Loans under the credit facility are secured by a security interest in substantially all of the assets of the Company and its domestic subsidiaries including a pledge of the stock of its domestic subsidiaries. Loans under the credit facility bear interest at varying rates based on the Company’s leverage ratio of funded debt / EBITDA, at the option of the Company, at:

§

the London InterBank Offered Rate (“LIBOR”) plus 3.00% - 4.00%, or

 

§

the base rate, which is the higher of (a) the rate publicly announced from time to time by the lender as its “prime rate” and (b) the Federal Funds Rate plus 0.5%, plus 0.25% - 1.25% depending on the Company’s leverage ratio.

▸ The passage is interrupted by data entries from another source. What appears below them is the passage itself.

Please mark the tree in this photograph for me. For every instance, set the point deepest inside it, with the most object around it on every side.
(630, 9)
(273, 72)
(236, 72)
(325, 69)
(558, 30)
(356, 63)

Interest is payable monthly in arrears, except that interest on LIBOR based loans is payable at the end of the one, two or three month interest periods applicable to LIBOR based loans. IntriCon is also required to pay a non-use fee equal to 0.25% per year of the unused portion of the revolving line of credit facility, payable quarterly in arrears. 

Weighted average interest on the revolving credit facility was 4.56% for the nine months ended September 30, 2013 and 4.52% for the year ended December 31, 2012.  The outstanding balance of the revolving credit facility was $4,510 and $4,360 at September 30, 2013 and December 31, 2012, respectively.  The total remaining availability on the revolving credit facility was approximately $1,939 and $2,689 at September 30, 2013 and December 31, 2012, respectively. The outstanding principal balance of the term loan, as amended, is payable in quarterly installments of $250, commencing with the calendar quarter ended December 31, 2012.  Any remaining principal and accrued interest is payable on August 13, 2014. IntriCon is also required to use 100% of the net cash proceeds of certain asset sales (excluding inventory and certain other dispositions), sale of capital securities or issuance of debt to pay down the term loan.

Foreign Credit Facility

In addition to its domestic credit facilities, the Company’s wholly-owned subsidiary, IntriCon, PTE LTD., entered into an international senior secured credit agreement with Oversea-Chinese Banking Corporation Ltd. that originally provided for a $1,977 line of credit. The international credit agreement was modified in August 2010 and again in August 2011 to allow for an additional total of $736 in borrowing under the existing base to fund the Singapore facility relocation, Batam facility construction and various other capital needs with varying due dates from 2013 to 2015. Borrowings bear interest at a rate of .75% to 2.5%  over the lender’s prevailing prime lending rate.  Weighted average interest on the international credit facilities was 3.97% and 3.89% for the nine months ended September 30, 2013 and the year ended December 31, 2012. The outstanding balance was $1,345 and  $1,795 at September 30, 2013 and December 31, 2012, respectively.  The total remaining availability on the international senior secured credit agreement was approximately $799 and $639 at September 30, 2013 and December 31, 2012, respectively.